Si nous étions partis plus tôt, pensait-elle, si nous étions partis plus tôt !

 

Mais elle en revenait sans cesse à ce traître, à ce jeune mécanicien qui avait trahi Jacques

ce traître à double titre puisque c’était Jacques lui-même qui, malgré les avertissements de ses collègues, l’avait récemment embauché au P.C. Traction Avant car ce jeune homme, disait-il, avait besoin d’argent

sans savoir qu’il introduisait le loup dans la bergerie et que celui-ci, bien renseigné grâce à son nouvel emploi, allait aussitôt livrer son nom aux Allemands

et maintenant, se demandait-elle quand elle n’en pouvait plus de se tourner et de se retourner, de laisser les idées noires de la nuit la submerger sans qu’elle pût reprendre son souffle,

quand est-ce qu’il va payer, ce traître ?

 

parce qu’elle n’en pouvait plus de se repasser sans cesse ce film

de remonter encore dans le temps

— lorsque épuisée à la fin de la nuit elle voyait ses souvenirs brûlants se muer en songes hallucinés et qu’elle se rappelait, soudain, qu’autrefois il avait fait son service dans l’Aviation parce qu’il voulait voler !
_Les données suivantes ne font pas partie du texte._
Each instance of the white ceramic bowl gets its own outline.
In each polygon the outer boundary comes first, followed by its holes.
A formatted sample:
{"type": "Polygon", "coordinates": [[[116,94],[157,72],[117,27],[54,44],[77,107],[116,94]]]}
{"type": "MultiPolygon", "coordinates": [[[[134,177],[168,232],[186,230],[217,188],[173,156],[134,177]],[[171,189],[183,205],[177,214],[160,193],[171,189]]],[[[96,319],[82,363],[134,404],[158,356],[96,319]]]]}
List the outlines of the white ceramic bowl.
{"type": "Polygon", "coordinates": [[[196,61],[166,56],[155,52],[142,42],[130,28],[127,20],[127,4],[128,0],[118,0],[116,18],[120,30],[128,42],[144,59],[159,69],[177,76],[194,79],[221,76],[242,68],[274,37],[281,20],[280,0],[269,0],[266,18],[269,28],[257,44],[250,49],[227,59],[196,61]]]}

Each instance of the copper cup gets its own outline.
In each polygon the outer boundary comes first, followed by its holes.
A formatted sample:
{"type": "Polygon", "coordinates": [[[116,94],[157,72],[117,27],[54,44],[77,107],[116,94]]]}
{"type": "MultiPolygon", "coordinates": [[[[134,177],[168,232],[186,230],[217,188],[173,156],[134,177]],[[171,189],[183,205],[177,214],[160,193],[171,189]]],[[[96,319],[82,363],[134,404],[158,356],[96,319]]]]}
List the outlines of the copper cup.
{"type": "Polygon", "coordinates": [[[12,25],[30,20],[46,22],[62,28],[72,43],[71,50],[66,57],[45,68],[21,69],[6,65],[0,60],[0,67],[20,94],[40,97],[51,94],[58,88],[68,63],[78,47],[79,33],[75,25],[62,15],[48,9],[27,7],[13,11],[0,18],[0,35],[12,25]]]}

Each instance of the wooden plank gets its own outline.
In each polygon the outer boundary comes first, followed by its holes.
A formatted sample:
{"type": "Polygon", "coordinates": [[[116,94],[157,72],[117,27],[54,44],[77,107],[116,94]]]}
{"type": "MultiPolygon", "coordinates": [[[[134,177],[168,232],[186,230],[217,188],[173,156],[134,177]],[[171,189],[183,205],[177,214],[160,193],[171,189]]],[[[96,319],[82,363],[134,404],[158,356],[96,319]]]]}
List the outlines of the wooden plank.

Mais pilote c’était un métier à risque, il valait mieux ne pas être chargé de famille, aussi quand il s’était uni à Féli et qu’ils avaient décidé d’avoir un enfant il avait choisi de travailler à terre

sur les voies ferrées

mais alors, se disait-elle enfiévrée, s’il était devenu pilote peut-être que tout cela ne serait pas arrivé ? et elle l’imaginait très haut au-dessus des guerres, même si c’était faux puisque les avions aussi participent à la guerre,

elle imaginait son corps à l’abri, dans la cabine du pilote,

là-haut dans le ciel —

 

parce qu’elle n’en pouvait plus elle est partie

 

non elle n’a pas attendu sagement dans cet appartement

elle est partie

déjà dans Paris,

sur sa vieille bicyclette elle est allée partout, elle a téléphoné partout pour obtenir des informations — elle avait quarante ans et ces quelques poussières, un chapeau cloche enfoncé sur ses courtes boucles brunes, comme sur la seule photo, sépia, que nous possédons d’elle à cet âge — une photo d’avant, du bonheur silencieux de l’avant-guerre : un visage à l’ovale très doux, des lèvres à la courbe pleine, un sourire amusé, et, au creux du col sombre du manteau, trois perles d’un collier qui brillent —

elle a su très vite qu’il était enfermé à la prison de Fresnes,

elle a su, par des amis du réseau, que dès son arrivée il avait été mis au secret c’est-à-dire seul dans sa cellule sans aucun contact avec l’extérieur

avril mai juin juillet août

elle a couru

elle n’était jamais chez elle

et c’est seulement au début de septembre qu’elle a appris, par ces mêmes amis qui n’avaient pas encore été arrêtés, qu’il n’était plus au secret — il y était resté quatre mois et demi — et qu’il partageait désormais sa cellule avec trois autres détenus.

 

C’est à ce moment qu’elle a été chargée de recevoir son ballot de linge sale, chaque vendredi de chaque quinzaine, pour le remplacer, dans un « colis-retour », par un ballot de linge propre dans lequel elle a pu lui faire passer de la nourriture

tout ce qu’elle avait de meilleur elle le glissait

entre les vêtements lavés et repassés

mais un soir, alors qu’elle sortait la chemise du ballot de linge sale, elle a senti qu’à l’intérieur du col quelque chose craquait — les chemises c’était un peu du corps de Jacques qu’elle humait, qu’elle touchait délicatement comme elle eût caressé délicatement le corps meurtri de Jacques —

alors elle a découvert, finement roulé dans le col, un mince tuyau de papier

c’était une lettre de Jacques !

minuscule, écrite au crayon sur une feuille de papier à cigarettes,

elle la déroule avec soin,

la repasse à fer doux, sous un tissu sec,

mais elle doit se munir d’une loupe pour déchiffrer son écriture ciselée, et si maîtrisée

il remercie pour la nourriture et les colis

devine-t-elle que c’est pour ne pas l’inquiéter qu’il écrit avec cette retenue ?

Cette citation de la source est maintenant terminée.